Literature DB >> 28782625

Shifted Golgi targeting of glycosyltransferases and α-mannosidase IA from giantin to GM130-GRASP65 results in formation of high mannose N-glycans in aggressive prostate cancer cells.

Ganapati Bhat1, Vishwanath-Reddy Hothpet1, Ming-Fong Lin2, Pi-Wan Cheng3.   

Abstract

BACKGROUND: There is a pressing need for biomarkers that can distinguish indolent from aggressive prostate cancer to prevent over-treatment of patients with indolent tumor.
METHODS: Golgi targeting of glycosyltransferases was characterized by confocal microscopy after knockdown of GM130, giantin, or both. N-glycans on a trans-Golgi enzyme β4galactosyltransferase-1 isolated by immunoprecipitation from androgen-sensitive and independent prostate cancer cells were determined by matrix-assisted laser desorption-time of flight-mass spectrometry. In situ proximity ligation assay was employed to determine co-localization of (a) α-mannosidase IA, an enzyme required for processing Man8GlcNAc2 down to Man5GlcNAc2 to enable synthesis of complex-type N-glycans, with giantin, GM130, and GRASP65, and (b) trans-Golgi glycosyltransferases with high mannose N-glycans terminated with α3-mannose.
RESULTS: Defective giantin in androgen-independent prostate cancer cells results in a shift of Golgi targeting of glycosyltransferases and α-mannosidase IA from giantin to GM130-GRASP65. Consequently, trans-Golgi enzymes and cell surface glycoproteins acquire high mannose N-glycans, which are absent in cells with functional giantin.

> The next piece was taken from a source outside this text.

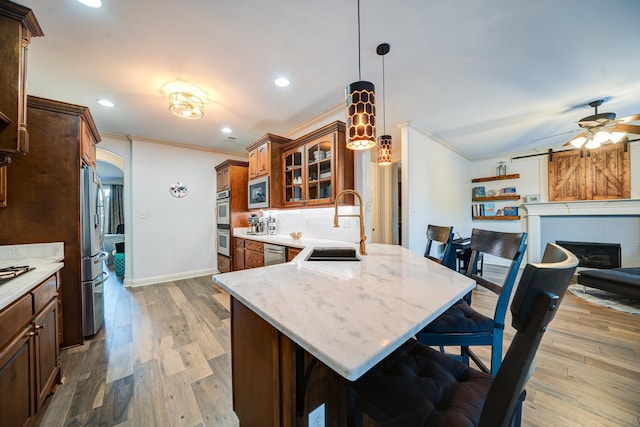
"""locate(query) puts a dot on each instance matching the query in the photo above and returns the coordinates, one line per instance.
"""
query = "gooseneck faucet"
(363, 237)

In situ proximity ligation assays of co-localization of α-mannosidase IA with GM130 and GRASP65, and trans-Golgi glycosyltransferases with high mannose N-glycans are negative in androgen-sensitive LNCaP C-33 cells but positive in androgen-independent LNCaP C-81 and DU145 cells, and LNCaP C-33 cells devoid of giantin.
CONCLUSION: In situ proximity ligation assays of Golgi localization of α-mannosidase IA at giantin versus GM130-GRASP65 site, and absence or presence of N-glycans terminated with α3-mannose on trans-Golgi glycosyltransferases may be useful for distinguishing indolent from aggressive prostate cancer cells.
Copyright © 2017 Elsevier B.V. All rights reserved.

Entities:  

Keywords:  GM130-GRASP65; GNL; Giantin; Golgi α-mannosidase IA; High mannose N-GLYCANS; In situ proximity ligation assay; trans-Golgi glycosyltransferases

Mesh:

Substances:

Year:  2017        PMID: 28782625     DOI: 10.1016/j.bbagen.2017.08.006

Source DB:  PubMed          Journal:  Biochim Biophys Acta Gen Subj        ISSN: 0304-4165            Impact factor:   3.770


  7 in total

1.  Associations Between Genetically Predicted Plasma N-Glycans and Prostate Cancer Risk: Analysis of Over 140,000 European Descendants.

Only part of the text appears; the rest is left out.